That fading Christmas spirit

The other week, we made a shopping sortie to Landmark and found ourselves in the middle of a pandemonium. On the ground floor was a stage with a band and a singer “serenading” shoppers. Some stood transfixed before the stage, but the great majority were swirling about the shop floor, grabbing items (as I was) with urgency and eyeing competitors who were reaching for the same stuff.

We decided to divide our forces. My son, his wife and toddler decided to do the grocery shopping, while I, with reluctant hubby in tow, headed to the upper floors intent on crossing out the names of the children still on my list.

As we roamed the aisles, we heard the familiar cacophony of a marching band, and soon enough the band players led by miniskirted majorettes were wending their way through the narrow walkways. Our already slow progress through the expanse of playthings slowed to a crawl, as buyers paused in their fervid hunt to pause and listen and even shuffle their feet.

We decided to move back to the ground floor, where the band singer had paused in her labors, then, impelled by hunger and thirst and the need to recover from the dizzying crowd scene, we decided to move to the basement to rendezvous with the rest of the party.

To our dismay, the marching band seemed to have taken the cue and followed us to the basement. Nearly every table in the cramped fast-food hall was taken, and we had to clear a table of paper plates, plastic cups and boxes of “happy meals” to gain access to some seats.
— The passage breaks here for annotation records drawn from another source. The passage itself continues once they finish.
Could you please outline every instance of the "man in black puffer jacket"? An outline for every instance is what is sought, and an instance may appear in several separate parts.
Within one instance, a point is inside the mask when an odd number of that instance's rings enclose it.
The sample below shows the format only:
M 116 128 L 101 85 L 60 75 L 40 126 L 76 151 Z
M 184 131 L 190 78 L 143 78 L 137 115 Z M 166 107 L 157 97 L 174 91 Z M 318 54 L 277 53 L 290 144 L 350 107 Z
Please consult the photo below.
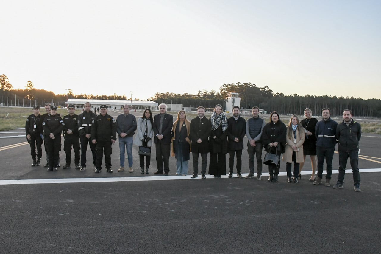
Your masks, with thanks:
M 335 153 L 336 141 L 336 128 L 337 122 L 331 119 L 331 109 L 325 108 L 322 109 L 323 119 L 315 127 L 316 137 L 316 155 L 317 155 L 317 178 L 313 183 L 317 185 L 322 183 L 324 159 L 327 164 L 327 174 L 325 175 L 326 186 L 330 186 L 331 176 L 332 174 L 332 159 Z
M 361 125 L 354 121 L 352 116 L 352 111 L 344 109 L 343 112 L 344 120 L 338 125 L 336 130 L 336 139 L 339 140 L 339 176 L 337 183 L 333 188 L 344 187 L 345 167 L 349 157 L 353 174 L 354 190 L 360 192 L 361 190 L 359 171 L 359 141 L 361 138 Z

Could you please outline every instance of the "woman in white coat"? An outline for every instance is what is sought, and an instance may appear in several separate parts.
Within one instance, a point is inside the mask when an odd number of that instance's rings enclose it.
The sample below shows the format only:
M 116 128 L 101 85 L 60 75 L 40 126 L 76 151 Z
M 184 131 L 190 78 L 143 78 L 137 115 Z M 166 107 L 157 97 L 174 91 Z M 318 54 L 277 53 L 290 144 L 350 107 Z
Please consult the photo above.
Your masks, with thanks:
M 138 134 L 134 140 L 134 144 L 138 146 L 147 147 L 151 150 L 152 146 L 152 139 L 154 138 L 154 130 L 152 126 L 154 124 L 154 119 L 152 117 L 152 112 L 149 108 L 146 109 L 143 114 L 143 116 L 138 119 Z M 146 174 L 149 173 L 148 168 L 149 167 L 151 161 L 150 156 L 144 156 L 139 155 L 140 160 L 141 173 L 144 174 L 144 158 L 146 157 Z
M 282 161 L 285 161 L 287 171 L 287 181 L 291 182 L 292 174 L 291 166 L 294 162 L 294 182 L 297 183 L 300 162 L 304 161 L 303 156 L 303 143 L 304 142 L 304 129 L 299 122 L 298 116 L 294 115 L 290 119 L 287 127 L 286 136 L 286 150 L 283 154 Z

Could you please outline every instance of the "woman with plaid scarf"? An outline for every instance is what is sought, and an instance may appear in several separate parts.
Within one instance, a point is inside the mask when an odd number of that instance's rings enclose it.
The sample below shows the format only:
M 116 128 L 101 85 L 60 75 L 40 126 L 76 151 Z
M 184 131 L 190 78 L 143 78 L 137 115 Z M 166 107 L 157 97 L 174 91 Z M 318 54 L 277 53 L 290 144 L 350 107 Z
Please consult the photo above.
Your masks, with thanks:
M 217 104 L 210 118 L 212 131 L 209 137 L 210 149 L 210 175 L 221 178 L 226 175 L 226 154 L 227 153 L 227 117 L 222 112 L 222 106 Z

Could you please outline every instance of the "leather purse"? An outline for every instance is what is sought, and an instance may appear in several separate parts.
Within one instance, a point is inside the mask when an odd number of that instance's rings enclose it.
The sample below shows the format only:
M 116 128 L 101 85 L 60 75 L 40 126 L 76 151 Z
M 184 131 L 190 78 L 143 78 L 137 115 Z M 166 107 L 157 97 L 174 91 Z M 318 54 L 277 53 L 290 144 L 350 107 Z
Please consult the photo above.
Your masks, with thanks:
M 147 147 L 139 146 L 139 151 L 138 154 L 144 156 L 151 156 L 151 150 Z
M 275 167 L 277 166 L 279 162 L 279 159 L 280 159 L 280 156 L 276 154 L 276 149 L 275 149 L 275 154 L 271 153 L 271 148 L 269 150 L 269 151 L 270 152 L 266 153 L 266 154 L 265 154 L 263 164 L 268 166 L 272 165 Z

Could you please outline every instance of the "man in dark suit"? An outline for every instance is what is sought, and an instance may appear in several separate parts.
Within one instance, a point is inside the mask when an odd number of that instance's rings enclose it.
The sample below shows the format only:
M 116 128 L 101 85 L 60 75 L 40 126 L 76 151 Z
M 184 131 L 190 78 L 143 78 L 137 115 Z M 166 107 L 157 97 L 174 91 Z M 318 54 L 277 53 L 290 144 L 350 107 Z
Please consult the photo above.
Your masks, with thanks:
M 198 116 L 190 122 L 189 137 L 192 140 L 190 151 L 193 157 L 193 175 L 195 178 L 199 172 L 199 155 L 201 154 L 201 178 L 205 179 L 207 171 L 207 156 L 209 151 L 208 138 L 211 132 L 210 121 L 204 116 L 205 109 L 202 106 L 197 108 Z
M 160 114 L 154 119 L 154 132 L 155 144 L 156 148 L 156 162 L 157 171 L 155 175 L 163 174 L 169 174 L 169 156 L 171 152 L 171 131 L 173 125 L 173 117 L 167 114 L 166 105 L 162 103 L 159 105 Z

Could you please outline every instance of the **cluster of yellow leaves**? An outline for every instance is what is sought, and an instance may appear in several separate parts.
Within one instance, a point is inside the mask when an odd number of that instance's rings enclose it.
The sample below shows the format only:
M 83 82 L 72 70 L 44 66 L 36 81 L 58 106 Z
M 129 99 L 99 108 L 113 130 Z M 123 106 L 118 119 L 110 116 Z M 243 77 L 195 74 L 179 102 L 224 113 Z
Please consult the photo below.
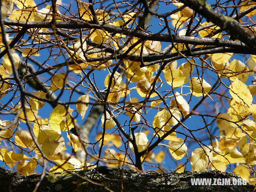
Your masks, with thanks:
M 40 91 L 36 93 L 36 95 L 42 96 L 42 94 L 44 96 L 45 94 Z M 87 96 L 85 96 L 85 98 Z M 30 112 L 32 112 L 30 107 L 26 108 L 28 120 L 34 121 L 33 130 L 34 136 L 32 133 L 28 131 L 22 130 L 14 132 L 15 128 L 17 127 L 17 124 L 12 125 L 9 121 L 0 121 L 0 139 L 8 140 L 15 134 L 15 143 L 20 148 L 29 149 L 30 152 L 35 152 L 38 154 L 37 157 L 29 157 L 24 154 L 17 154 L 14 151 L 9 151 L 5 148 L 0 149 L 0 160 L 6 163 L 12 164 L 20 162 L 17 165 L 17 170 L 18 173 L 26 175 L 32 174 L 38 162 L 40 161 L 41 153 L 48 158 L 55 161 L 58 165 L 64 165 L 62 168 L 64 169 L 74 169 L 80 168 L 84 167 L 84 164 L 81 163 L 78 160 L 74 158 L 66 159 L 62 159 L 58 157 L 60 153 L 63 152 L 66 149 L 65 141 L 61 135 L 61 131 L 67 131 L 74 127 L 74 121 L 72 119 L 71 114 L 72 110 L 66 108 L 63 105 L 58 105 L 53 110 L 48 119 L 37 119 L 35 120 L 35 112 L 42 106 L 41 103 L 35 98 L 30 98 L 29 102 L 32 109 L 34 118 L 30 116 Z M 82 106 L 80 108 L 83 108 Z M 19 118 L 20 120 L 24 121 L 24 113 L 20 113 Z M 78 151 L 82 146 L 82 143 L 78 136 L 67 133 L 67 137 L 70 142 L 71 145 L 75 151 Z M 38 148 L 36 143 L 38 144 L 40 149 Z M 30 154 L 30 155 L 31 154 Z M 26 160 L 32 158 L 28 161 Z M 79 163 L 78 163 L 79 162 Z M 56 165 L 51 169 L 52 171 L 63 171 L 63 169 L 58 168 Z
M 104 158 L 108 166 L 110 167 L 120 167 L 130 162 L 123 153 L 117 152 L 114 149 L 112 148 L 106 150 Z

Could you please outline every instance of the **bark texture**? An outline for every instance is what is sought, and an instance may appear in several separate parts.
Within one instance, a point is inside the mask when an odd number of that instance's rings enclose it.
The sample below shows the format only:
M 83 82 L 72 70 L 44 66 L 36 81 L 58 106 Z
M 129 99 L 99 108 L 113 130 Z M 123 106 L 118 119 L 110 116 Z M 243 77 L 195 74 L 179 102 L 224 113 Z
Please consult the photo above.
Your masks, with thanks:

The hubby found a stall selling sticky bibingka with coconut cream and native chocolate, and thus we quelled our grumbling tummies with these native sweets, evoking memories of long-ago “Simbang Gabi” feasts. But soon the reality of our surroundings took over. Christmas in Makati in the days approaching Dec. 25 could not have been farther from our cherished image of families using lanterns in the dark to guide their way to church for the dawn Masses. It was instead too bright, too noisy, and too costly. So much for the Christmas spirit.

By the time you read this, you would most probably have barely recovered from the late-night revelry of Christmas Eve (and the requisite belly-busting feasting!), plus the traffic-defying journeys from far and wide for Christmas Day clan get-togethers (and more gut-busting food!).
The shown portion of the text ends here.